Pertanian dan kehutanan berkontribusi signifikan terhadap pertumbuhan ekonomi Indonesia. Namun, banyak masyarakat yang bergantung pada hutan dan lahan pedesaan untuk mata pencaharian pertanian, termasuk banyak masyarakat adat, lebih miskin daripada angka rata-rata nasional. Di antara rumah tangga desa yang berada di dalam atau di sekitar hutan, 1,7 juta dari 9,2 juta tergolong berpenghasilan rendah, menurut data Kementerian Lingkungan Hidup dan Kehutanan (KLHK) tahun 2017. Di masa lalu, lahan hutan yang disediakan oleh pemerintah tidak terdistribusi secara merata antara sektor swasta dan masyarakat, yang mengakibatkan terbatasnya akses bagi rumah tangga desa, konflik penguasaan lahan, ketidakadilan sosial, dan kemiskinan.
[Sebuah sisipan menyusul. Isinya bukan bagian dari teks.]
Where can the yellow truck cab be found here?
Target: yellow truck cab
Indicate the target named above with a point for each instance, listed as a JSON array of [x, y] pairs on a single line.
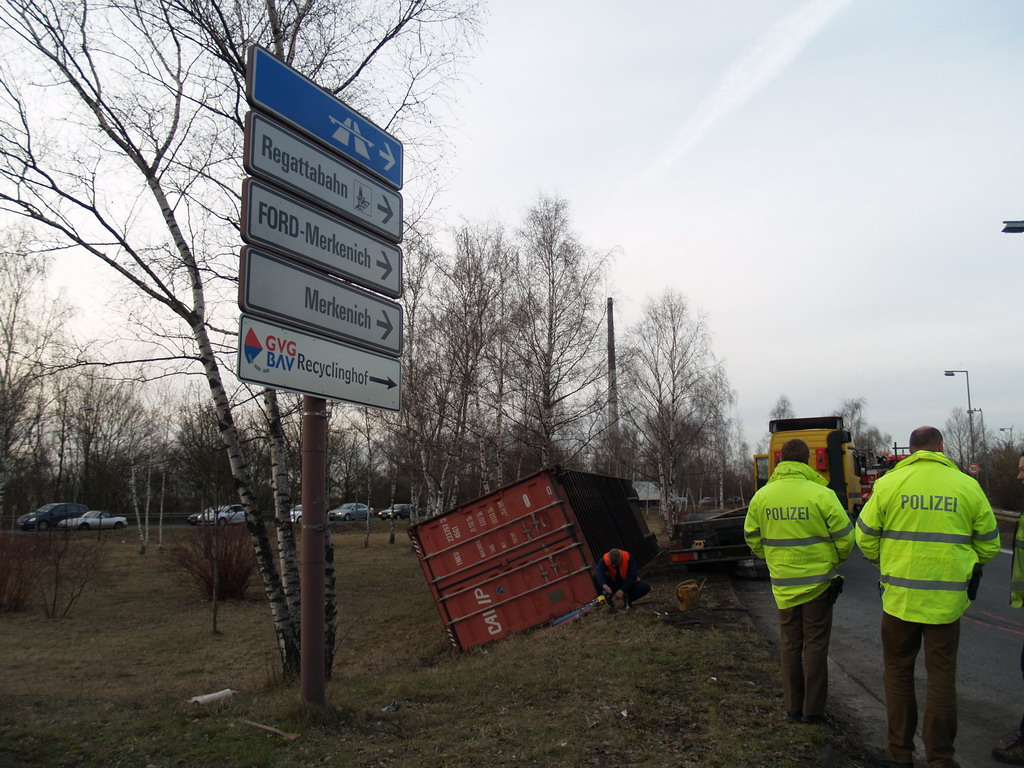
[[833, 454]]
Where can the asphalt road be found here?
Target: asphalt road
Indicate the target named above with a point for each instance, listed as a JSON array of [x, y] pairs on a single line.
[[990, 692]]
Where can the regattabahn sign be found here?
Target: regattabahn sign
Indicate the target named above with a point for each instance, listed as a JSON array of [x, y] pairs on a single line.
[[282, 156]]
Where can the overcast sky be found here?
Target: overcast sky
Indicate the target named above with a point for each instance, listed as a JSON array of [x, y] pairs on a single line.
[[824, 179]]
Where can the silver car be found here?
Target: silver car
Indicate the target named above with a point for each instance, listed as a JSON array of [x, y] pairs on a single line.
[[350, 511]]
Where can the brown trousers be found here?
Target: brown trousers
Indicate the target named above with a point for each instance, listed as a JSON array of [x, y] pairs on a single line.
[[804, 632], [900, 644]]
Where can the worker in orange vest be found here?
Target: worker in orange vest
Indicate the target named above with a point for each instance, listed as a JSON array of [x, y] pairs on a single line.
[[616, 579]]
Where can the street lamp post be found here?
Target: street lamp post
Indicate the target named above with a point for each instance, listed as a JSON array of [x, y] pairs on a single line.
[[970, 411]]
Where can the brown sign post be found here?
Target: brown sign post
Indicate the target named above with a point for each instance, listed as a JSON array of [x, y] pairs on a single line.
[[339, 224]]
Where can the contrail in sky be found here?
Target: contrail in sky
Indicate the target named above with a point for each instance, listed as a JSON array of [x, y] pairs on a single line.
[[776, 48]]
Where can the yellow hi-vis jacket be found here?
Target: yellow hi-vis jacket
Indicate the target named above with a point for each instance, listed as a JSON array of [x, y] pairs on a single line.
[[1017, 570], [798, 525], [925, 526]]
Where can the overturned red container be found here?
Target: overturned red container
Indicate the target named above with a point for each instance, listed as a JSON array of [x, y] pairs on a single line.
[[522, 555]]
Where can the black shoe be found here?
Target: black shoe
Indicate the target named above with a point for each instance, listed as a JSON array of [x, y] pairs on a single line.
[[880, 757], [1012, 754]]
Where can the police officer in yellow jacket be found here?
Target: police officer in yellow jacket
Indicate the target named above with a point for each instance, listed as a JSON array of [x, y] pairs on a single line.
[[927, 526], [1013, 754], [798, 525]]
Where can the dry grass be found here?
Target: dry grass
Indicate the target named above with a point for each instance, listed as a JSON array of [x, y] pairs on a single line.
[[107, 686]]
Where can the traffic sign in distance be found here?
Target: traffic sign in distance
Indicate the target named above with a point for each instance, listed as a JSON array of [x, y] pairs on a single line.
[[282, 357], [274, 87], [273, 219], [276, 154], [278, 289]]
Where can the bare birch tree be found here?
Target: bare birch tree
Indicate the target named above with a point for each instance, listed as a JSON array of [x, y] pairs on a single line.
[[556, 364], [120, 132], [31, 327], [677, 394]]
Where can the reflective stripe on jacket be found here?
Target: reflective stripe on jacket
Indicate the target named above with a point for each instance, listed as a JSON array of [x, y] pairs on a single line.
[[1017, 570], [624, 580], [617, 574], [798, 525], [925, 526]]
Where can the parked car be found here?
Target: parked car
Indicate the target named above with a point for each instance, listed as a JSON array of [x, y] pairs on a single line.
[[94, 518], [231, 514], [349, 511], [397, 511], [49, 515]]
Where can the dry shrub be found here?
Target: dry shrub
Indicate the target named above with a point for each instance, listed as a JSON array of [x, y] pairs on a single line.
[[216, 554], [17, 563], [64, 566]]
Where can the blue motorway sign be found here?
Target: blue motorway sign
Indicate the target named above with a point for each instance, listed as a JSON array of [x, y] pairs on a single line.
[[276, 88]]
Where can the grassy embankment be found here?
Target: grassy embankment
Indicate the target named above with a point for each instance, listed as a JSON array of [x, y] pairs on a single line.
[[107, 685]]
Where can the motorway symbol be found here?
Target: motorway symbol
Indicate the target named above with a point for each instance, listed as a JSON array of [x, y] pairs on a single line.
[[276, 88], [278, 289], [282, 357], [276, 154], [273, 219]]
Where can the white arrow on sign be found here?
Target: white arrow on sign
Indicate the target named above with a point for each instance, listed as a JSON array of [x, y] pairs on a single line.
[[273, 219], [276, 154], [280, 290], [282, 357]]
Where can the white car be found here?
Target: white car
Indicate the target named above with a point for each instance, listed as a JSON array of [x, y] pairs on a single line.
[[94, 519], [231, 514]]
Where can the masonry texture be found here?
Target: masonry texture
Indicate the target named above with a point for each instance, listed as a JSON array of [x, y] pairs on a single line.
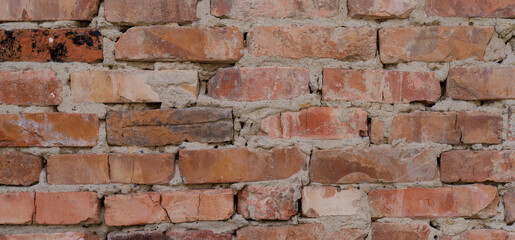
[[257, 119]]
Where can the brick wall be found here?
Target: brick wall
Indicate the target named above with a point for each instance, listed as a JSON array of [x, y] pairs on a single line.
[[257, 119]]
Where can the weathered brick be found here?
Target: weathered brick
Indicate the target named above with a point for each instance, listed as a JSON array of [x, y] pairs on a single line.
[[30, 88], [381, 8], [239, 84], [252, 9], [348, 44], [481, 83], [316, 123], [448, 127], [48, 130], [45, 45], [468, 8], [400, 231], [267, 203], [433, 44], [330, 201], [19, 169], [48, 10], [175, 88], [372, 165], [78, 169], [239, 165], [461, 201], [150, 12], [473, 166], [16, 208], [509, 207], [141, 168], [168, 43], [297, 232], [164, 127], [198, 205], [380, 86], [134, 209], [51, 236], [65, 208]]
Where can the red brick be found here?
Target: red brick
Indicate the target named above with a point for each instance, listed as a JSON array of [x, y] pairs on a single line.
[[433, 44], [150, 12], [468, 8], [400, 231], [239, 84], [267, 203], [168, 43], [45, 45], [16, 208], [171, 126], [119, 86], [317, 123], [461, 201], [78, 169], [141, 168], [19, 169], [330, 201], [380, 86], [481, 83], [448, 127], [134, 209], [381, 8], [373, 165], [509, 207], [48, 130], [51, 236], [297, 232], [65, 208], [48, 10], [348, 44], [198, 205], [239, 165], [252, 9], [30, 88], [473, 166]]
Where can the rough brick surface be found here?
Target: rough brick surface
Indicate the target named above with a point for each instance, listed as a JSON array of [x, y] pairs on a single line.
[[477, 166], [166, 43], [433, 44], [239, 165], [150, 12], [65, 208], [481, 83], [267, 203], [165, 127], [78, 169], [330, 201], [57, 45], [474, 8], [48, 10], [239, 84], [460, 201], [19, 168], [30, 88], [16, 208], [381, 8], [141, 168], [297, 9], [48, 130], [198, 205], [373, 165], [380, 86], [312, 42], [316, 123]]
Indonesia berupaya mengatasi hal tersebut pada tahun 2015. Dalam upaya menjamin ketersediaan lahan dan pengelolaan kawasan hutan bagi masyarakat lokal dan adat serta mewujudkan keadilan sosial dalam pemanfaatan kawasan hutan dan sumber daya hutan, pemerintah mencanangkan program perhutanan sosial, salah satu kebijakan pemerataan ekonomi yang dikeluarkan oleh Presiden Joko Widodo.
“Peraturan mengamanatkan program perhutanan sosial menjadi sistem pengelolaan hutan terpadu, yang dilaksanakan terutama oleh kelompok tani hutan dan masyarakat adat, dengan tujuan untuk mengurangi kemiskinan, meningkatkan kesejahteraan masyarakat, dan melindungi hutan dari degradasi dan konversi lahan,” ujar Bambang Supriyanto, Direktur Jenderal Perhutanan Sosial dan Kemitraan Lingkungan, Kementerian Lingkungan Hidup dan Kehutanan (KLHK). “Salah satu aspek penting yang perlu diingat adalah, kita tidak bisa berhenti hanya di distribusi akses pemanfaatan hutan. Setelah izin dan akses diberikan, kita perlu memberdayakan dan memperkuat kapasitas masyarakat ini untuk mengelola hutan secara lestari. Dengan demikian, kita dapat mencapai tujuan perhutanan sosial, memastikan akses ini mengarah pada manfaat ekologi, ekonomi dan sosial.”